Sometimes they work for the government in a propaganda role. Iraqi Information minister Mohammed Said al-Sahaf, was ridiculed as ‘Comical Ali’ in the Western press after a series of briefings in which he described the war as ‘trivial’ and stated coalition planes were ‘trying to crack the buildings by flying low over them’. (He wasn’t good at his job, of course.) Colonel Gaddafi had the equally unconvincing, but less ridiculous, Moussa Ibrahim.

Clearly official lines often fall apart under the weight of their own propaganda but the difficulty in discerning fact from fiction in a warzone is no less difficult. The Balkan Wars saw both Croatia and Bosnia-Herzegovina take on high profile New York PR firm Ruder-Finn to put across their message while Serbian interests were represented by Ian Greer Associates in London and Wise Communications in Washington. The effect these agents of information had on the wars, and the Clinton administration’s response to it, are still hotly debated.

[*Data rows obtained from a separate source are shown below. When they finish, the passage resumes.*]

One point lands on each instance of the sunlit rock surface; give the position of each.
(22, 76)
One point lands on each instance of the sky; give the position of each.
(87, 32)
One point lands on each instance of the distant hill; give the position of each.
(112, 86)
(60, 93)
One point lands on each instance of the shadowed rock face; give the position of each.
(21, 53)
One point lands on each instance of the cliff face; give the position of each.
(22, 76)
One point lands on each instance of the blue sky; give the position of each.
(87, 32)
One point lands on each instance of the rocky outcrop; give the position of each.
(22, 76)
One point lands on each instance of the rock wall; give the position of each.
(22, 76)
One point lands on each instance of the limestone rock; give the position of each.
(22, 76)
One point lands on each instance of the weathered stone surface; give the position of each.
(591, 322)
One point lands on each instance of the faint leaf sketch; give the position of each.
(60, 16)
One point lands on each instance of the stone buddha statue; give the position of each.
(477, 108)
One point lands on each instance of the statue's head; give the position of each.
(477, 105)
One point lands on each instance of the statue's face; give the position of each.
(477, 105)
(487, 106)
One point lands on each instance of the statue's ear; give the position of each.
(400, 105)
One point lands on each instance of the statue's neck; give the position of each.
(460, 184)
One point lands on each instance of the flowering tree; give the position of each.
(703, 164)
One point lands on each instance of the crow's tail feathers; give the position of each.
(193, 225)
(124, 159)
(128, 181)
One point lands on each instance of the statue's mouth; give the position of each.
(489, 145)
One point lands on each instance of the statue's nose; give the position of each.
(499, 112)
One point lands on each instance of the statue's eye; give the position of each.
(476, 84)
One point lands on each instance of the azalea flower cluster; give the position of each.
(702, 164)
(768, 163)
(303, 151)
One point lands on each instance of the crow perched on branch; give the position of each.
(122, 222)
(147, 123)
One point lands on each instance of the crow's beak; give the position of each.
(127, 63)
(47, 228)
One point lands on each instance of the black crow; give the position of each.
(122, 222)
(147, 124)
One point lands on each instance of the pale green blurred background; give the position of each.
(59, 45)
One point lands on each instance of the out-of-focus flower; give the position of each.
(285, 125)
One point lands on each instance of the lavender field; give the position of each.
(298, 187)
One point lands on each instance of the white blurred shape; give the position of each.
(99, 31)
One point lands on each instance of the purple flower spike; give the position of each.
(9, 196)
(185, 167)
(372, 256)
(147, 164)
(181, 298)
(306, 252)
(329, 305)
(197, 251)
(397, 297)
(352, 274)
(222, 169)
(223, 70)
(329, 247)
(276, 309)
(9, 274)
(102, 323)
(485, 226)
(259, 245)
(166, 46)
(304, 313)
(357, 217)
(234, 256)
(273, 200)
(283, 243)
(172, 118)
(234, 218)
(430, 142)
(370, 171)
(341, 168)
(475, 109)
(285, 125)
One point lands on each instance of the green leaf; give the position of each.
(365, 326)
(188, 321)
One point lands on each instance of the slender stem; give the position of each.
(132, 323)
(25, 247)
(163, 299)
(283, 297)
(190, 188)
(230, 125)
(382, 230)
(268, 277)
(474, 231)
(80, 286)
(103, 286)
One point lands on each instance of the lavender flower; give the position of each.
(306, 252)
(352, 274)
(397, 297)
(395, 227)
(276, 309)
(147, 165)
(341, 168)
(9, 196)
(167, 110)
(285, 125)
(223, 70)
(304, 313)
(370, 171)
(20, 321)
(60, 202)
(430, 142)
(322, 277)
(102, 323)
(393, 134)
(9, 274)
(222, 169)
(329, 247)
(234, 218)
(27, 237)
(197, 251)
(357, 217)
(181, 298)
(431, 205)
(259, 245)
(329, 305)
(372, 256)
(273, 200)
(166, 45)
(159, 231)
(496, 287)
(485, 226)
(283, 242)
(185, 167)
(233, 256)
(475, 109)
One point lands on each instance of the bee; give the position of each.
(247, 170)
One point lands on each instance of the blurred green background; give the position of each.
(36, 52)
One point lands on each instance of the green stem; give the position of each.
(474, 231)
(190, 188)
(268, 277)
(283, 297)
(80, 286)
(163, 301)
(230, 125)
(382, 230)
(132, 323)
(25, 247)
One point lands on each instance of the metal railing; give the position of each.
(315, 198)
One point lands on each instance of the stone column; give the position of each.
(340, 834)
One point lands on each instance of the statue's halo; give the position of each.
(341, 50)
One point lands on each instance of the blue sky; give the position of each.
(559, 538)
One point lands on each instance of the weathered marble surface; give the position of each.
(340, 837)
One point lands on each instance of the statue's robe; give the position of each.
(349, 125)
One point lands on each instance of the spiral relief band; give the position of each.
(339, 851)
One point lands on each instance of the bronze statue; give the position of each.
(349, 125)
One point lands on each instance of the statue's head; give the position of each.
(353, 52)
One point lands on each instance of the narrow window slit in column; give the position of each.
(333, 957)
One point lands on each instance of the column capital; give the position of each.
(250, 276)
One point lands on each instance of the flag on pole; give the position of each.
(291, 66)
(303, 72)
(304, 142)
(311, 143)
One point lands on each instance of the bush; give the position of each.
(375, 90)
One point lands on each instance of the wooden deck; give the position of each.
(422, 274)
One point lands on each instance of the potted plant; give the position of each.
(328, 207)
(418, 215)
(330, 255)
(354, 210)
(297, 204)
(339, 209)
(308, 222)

One PR professional interviewed for the forthcoming Spear’s Reputation Management Index said ‘you don't have to necessarily agree’ with what your client is doing to represent them well. He drew the line at representing Syria, however: ‘We would not work for President Assad. If there is an accusation of genocide, I think that's a step too far.’

Some lawyers even make careers out of representing the worst political criminals they can find, saying everyone is innocent until proven guilty but also knowing that a lack of competition guarantees lucrative returns and publicity. Take Jacques Vergès, who represented Serbia's Slobodan Milosevic, Nazi butcher Klaus Barbie, several African dictators, Iraq's Tariq Aziz and former head of the Khmer Rouge Khieu Samphan.

People can wise up, of course: last night, Parliament seemed to shy from voting for action in Syria, conscious of how they had been spun into Iraq. One wonders how this decision will be spun in Damascus.